Medical students at Duke University can take part in the school's branch of the Student Rural Health Coalition of North Carolina. This group is part of a larger coalition that includes students and faculty from Duke, the University of North Carolina and other organizations. Through the program, students can participate in rural health clinics, such as the Freemont Clinic, run for the benefit of low-income residents of the state. The coalition's mission statement asserts that access to health care is a basic human right. Members aim to ensure that right.
Students can participate in the Cancer Patient Support Program as an extracurricular activity. Program participants learn methods for helping individuals, couples and families cope with cancer. Duke students can participate in and observe support groups, workshops and companion relationships. The Cancer Patient Support Program works with cancer patients and their friends and family through diagnosis, treatment, recovery, survival and preparation for the loss of a loved one.
Duke is home to a number of student associations in which School of Medicine students can take part. Among these are the American Medical Association Medical Student Section, Student National Medical Association, the Christian Medical and Dental Society, the American Medical Women's Association and the Asian Pacific American Medical Student Association.

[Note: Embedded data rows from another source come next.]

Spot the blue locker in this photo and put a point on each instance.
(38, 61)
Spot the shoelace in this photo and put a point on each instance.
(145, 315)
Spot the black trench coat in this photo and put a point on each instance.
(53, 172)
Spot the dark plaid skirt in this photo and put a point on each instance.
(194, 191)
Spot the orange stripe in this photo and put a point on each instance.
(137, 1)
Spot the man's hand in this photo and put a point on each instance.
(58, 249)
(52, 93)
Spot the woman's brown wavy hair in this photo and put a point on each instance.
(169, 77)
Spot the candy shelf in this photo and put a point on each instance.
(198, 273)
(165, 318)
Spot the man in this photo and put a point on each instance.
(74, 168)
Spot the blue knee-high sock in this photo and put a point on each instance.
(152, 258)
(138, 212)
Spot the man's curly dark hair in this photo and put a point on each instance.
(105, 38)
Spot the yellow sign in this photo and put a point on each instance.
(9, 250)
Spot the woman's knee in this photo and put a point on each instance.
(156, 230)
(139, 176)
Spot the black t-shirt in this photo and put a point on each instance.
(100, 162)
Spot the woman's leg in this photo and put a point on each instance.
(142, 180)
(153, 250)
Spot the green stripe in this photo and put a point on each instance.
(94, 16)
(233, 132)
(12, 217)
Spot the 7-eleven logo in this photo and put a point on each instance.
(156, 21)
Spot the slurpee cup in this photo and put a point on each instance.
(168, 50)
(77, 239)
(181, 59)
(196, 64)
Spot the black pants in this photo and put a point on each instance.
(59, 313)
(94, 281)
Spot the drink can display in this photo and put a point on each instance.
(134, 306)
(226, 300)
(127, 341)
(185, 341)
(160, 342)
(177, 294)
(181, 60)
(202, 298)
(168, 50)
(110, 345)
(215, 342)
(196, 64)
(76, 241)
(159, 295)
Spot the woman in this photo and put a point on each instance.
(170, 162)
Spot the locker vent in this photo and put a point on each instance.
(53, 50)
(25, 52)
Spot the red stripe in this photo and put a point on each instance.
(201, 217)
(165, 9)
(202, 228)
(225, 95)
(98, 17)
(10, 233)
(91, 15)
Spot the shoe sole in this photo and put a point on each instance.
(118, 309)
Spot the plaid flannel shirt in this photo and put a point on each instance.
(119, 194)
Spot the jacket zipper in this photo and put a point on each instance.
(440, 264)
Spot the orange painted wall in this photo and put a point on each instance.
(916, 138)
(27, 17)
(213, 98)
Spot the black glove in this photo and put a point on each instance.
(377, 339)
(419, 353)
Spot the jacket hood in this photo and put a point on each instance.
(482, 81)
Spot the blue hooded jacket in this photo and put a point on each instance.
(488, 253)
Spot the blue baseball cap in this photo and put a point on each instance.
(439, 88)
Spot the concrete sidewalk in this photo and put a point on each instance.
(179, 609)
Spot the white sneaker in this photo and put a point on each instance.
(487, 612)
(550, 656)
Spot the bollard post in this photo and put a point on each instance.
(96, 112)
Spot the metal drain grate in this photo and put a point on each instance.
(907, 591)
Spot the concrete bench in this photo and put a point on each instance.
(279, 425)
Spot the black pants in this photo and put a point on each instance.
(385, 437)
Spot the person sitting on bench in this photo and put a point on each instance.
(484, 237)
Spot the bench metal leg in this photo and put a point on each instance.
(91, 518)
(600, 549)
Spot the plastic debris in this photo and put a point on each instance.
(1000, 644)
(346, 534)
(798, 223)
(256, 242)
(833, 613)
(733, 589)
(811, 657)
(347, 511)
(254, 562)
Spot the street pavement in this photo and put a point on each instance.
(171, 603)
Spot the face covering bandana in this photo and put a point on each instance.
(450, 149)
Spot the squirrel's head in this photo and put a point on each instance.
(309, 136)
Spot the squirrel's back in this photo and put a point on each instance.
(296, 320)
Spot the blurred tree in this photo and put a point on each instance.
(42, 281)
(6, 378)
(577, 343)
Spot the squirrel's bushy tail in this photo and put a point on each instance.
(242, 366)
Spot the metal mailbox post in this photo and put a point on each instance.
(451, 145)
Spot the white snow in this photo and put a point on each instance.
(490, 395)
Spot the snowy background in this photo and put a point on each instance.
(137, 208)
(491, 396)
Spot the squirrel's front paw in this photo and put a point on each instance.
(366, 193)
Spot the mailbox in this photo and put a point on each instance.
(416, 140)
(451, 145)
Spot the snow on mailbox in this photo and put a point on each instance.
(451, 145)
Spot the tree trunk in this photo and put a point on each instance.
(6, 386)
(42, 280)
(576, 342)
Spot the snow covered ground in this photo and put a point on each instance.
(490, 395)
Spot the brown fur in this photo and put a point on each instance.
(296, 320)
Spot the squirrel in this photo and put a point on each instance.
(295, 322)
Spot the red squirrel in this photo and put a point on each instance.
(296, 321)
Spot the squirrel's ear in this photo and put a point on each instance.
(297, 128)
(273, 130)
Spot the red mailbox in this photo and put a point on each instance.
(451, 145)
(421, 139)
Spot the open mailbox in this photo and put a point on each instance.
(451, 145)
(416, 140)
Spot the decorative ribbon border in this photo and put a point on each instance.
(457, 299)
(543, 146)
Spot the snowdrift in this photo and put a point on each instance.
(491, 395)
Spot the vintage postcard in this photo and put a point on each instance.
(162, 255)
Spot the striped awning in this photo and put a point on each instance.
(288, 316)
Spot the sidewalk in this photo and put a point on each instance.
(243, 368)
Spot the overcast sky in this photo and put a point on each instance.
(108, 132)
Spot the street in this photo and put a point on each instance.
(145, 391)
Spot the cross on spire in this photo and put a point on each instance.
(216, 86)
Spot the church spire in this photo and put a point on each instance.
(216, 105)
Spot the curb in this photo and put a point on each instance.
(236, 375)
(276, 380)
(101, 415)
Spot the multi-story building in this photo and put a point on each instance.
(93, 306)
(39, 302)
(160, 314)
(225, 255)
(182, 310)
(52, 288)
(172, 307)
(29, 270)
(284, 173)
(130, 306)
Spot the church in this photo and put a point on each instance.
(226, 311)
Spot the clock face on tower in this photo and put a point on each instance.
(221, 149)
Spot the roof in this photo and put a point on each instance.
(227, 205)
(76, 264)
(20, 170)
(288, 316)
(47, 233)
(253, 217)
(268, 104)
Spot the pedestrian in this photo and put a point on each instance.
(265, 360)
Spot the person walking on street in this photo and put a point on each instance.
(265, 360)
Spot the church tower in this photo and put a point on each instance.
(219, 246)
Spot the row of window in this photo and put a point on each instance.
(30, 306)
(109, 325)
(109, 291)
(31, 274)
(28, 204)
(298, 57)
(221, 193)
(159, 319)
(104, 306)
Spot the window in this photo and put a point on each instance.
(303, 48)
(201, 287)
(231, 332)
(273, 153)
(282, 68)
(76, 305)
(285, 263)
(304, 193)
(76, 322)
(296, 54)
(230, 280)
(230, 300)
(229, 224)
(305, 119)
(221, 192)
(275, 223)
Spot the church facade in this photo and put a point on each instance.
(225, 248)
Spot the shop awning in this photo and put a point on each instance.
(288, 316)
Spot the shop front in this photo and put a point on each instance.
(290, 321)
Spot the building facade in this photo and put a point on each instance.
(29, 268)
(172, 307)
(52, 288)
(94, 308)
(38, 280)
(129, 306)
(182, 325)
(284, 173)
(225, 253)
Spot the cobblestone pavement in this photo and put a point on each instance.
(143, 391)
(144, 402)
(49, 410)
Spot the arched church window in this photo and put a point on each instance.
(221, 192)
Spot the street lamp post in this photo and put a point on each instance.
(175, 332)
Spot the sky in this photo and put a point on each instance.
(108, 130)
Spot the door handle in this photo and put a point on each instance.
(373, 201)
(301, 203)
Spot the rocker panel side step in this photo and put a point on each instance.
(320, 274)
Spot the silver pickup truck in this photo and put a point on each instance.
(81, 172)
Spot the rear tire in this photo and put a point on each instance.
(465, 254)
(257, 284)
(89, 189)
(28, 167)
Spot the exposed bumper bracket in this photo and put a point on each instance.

Non-medical student associations include Adopt a Grandparent, Advent Christian Fellowship, a chapter of the American Civil Liberties Union, the Arab Student Organization and Graduate and Professional Student Council, the graduate school student government.
The Duke Medical Gleaning Program is an extracurricular activity through which students salvage medical supplies and send them to developing nations for use in clinics and hospitals. Duke medical students also can volunteer at local middle schools and homeless shelters and work with the Children's Miracle Network telethon, a fundraiser for children's hospitals throughout the United States.